The Mediterranean Sea is warmest in history, due to climate changes

2023 - 07 - 31

According to the Spanish Institute of Marine Sciences (ICM), last week the Mediterranean Sea reached the highest daily temperature ever recorded.  The new record results from an extraordinarily severe heat wave in a large part of the Mediterranean Sea, which is also one of the epicentres of global warming.

According to scientists, the median daily temperatures on the surface of the Mediterranean Sea reached 28.71 degrees Celsius. They obtained data based on an analysis of satellite data of the European Copernicus service. The previous record of 23 August 2003 was 28.25 degrees.
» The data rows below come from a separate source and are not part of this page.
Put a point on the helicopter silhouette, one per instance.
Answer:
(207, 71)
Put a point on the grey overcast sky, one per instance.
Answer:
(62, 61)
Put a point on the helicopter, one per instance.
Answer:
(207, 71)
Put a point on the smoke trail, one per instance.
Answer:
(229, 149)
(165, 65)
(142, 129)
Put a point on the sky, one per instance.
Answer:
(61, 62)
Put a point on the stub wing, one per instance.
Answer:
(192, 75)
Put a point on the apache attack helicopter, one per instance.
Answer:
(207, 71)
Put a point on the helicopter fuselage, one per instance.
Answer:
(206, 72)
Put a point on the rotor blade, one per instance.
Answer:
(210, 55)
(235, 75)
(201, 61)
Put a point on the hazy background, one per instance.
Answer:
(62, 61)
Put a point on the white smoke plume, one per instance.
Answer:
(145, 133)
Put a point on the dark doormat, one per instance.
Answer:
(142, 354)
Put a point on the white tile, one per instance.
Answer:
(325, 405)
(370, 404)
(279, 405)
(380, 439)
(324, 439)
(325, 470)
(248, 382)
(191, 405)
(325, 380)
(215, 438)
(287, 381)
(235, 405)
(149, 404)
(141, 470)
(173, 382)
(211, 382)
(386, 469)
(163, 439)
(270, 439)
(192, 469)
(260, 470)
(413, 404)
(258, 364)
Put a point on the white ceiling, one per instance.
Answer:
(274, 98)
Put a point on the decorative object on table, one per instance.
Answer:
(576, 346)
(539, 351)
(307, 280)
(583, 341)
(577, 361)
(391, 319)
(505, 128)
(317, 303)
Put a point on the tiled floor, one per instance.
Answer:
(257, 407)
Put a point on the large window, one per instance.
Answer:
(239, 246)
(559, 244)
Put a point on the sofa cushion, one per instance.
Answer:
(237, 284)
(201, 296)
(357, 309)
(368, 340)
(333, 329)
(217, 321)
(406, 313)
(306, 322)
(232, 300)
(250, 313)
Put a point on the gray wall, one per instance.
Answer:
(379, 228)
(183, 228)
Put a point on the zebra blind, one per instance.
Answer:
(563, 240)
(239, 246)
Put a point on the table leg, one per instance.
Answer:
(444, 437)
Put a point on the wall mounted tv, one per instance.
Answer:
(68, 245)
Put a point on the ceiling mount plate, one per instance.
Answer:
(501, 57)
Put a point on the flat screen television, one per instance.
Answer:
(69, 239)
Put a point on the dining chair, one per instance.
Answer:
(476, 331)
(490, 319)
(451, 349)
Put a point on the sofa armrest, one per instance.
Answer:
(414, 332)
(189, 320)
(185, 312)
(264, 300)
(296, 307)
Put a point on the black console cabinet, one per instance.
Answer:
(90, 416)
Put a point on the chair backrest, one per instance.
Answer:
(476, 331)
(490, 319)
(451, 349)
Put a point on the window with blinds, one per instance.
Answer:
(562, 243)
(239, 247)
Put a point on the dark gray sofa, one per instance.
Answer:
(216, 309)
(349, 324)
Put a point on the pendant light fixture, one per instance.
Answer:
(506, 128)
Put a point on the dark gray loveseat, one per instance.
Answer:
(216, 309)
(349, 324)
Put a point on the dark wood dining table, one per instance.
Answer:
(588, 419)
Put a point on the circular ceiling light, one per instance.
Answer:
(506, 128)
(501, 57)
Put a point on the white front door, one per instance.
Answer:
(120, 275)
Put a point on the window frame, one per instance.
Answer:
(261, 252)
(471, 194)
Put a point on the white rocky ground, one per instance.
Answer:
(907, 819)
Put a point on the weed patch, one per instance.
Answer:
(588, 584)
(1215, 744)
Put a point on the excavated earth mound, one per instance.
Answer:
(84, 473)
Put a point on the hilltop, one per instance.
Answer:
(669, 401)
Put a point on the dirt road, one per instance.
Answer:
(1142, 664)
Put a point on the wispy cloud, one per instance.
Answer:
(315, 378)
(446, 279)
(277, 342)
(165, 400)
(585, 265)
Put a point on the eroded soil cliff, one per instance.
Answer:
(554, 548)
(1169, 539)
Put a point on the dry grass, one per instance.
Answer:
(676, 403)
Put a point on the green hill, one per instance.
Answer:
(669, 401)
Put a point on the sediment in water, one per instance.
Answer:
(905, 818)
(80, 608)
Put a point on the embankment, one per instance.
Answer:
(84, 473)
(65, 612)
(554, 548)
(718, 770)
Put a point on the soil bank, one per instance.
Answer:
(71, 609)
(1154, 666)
Water temperatures even exceeding 30 degrees were recorded locally between the Italian island of Sicily and the city of Naples, which is four degrees above normal. These data are yet to be confirmed by the Copernicus service.

High water temperatures endanger marine ecosystems. Based on the study in the Global Change Biology magazine dated July 2022, massive dying of about fifty species of sea animals, from corals, through sea urchins to various molluscs, occurred during heat waves in the Mediterranean Sea from 2015 to 2019.

The Mediterranean region, which was hit by record-breaking heat waves and large-scale forest fires this month, has been considered by the UN Intergovernmental Panel on Climate Change (IPCC) for a long time as a centre of manifestations of global climate changes. “The Mediterranean Sea is a sad example of the damaging impacts of climate changes on marine ecosystems. Rising temperatures in these areas lead not only to a substantial decrease in biological diversity but also to the arrival of many invasive species. Specific measures need to be taken to mitigate the consequences of these adverse impacts on biodiversity, such as creating new marine and coastal reserves or restoring Mediterranean forests in the original species composition,” said Dalibor Dostal, Director of the conservation organisation European Wildlife.

According to him, restoration of the original Mediterranean forests should be a priority as part of nature conservation in the Member States of the EU as well as a key part of EU’s development aid to Northern Africa and Middle East countries.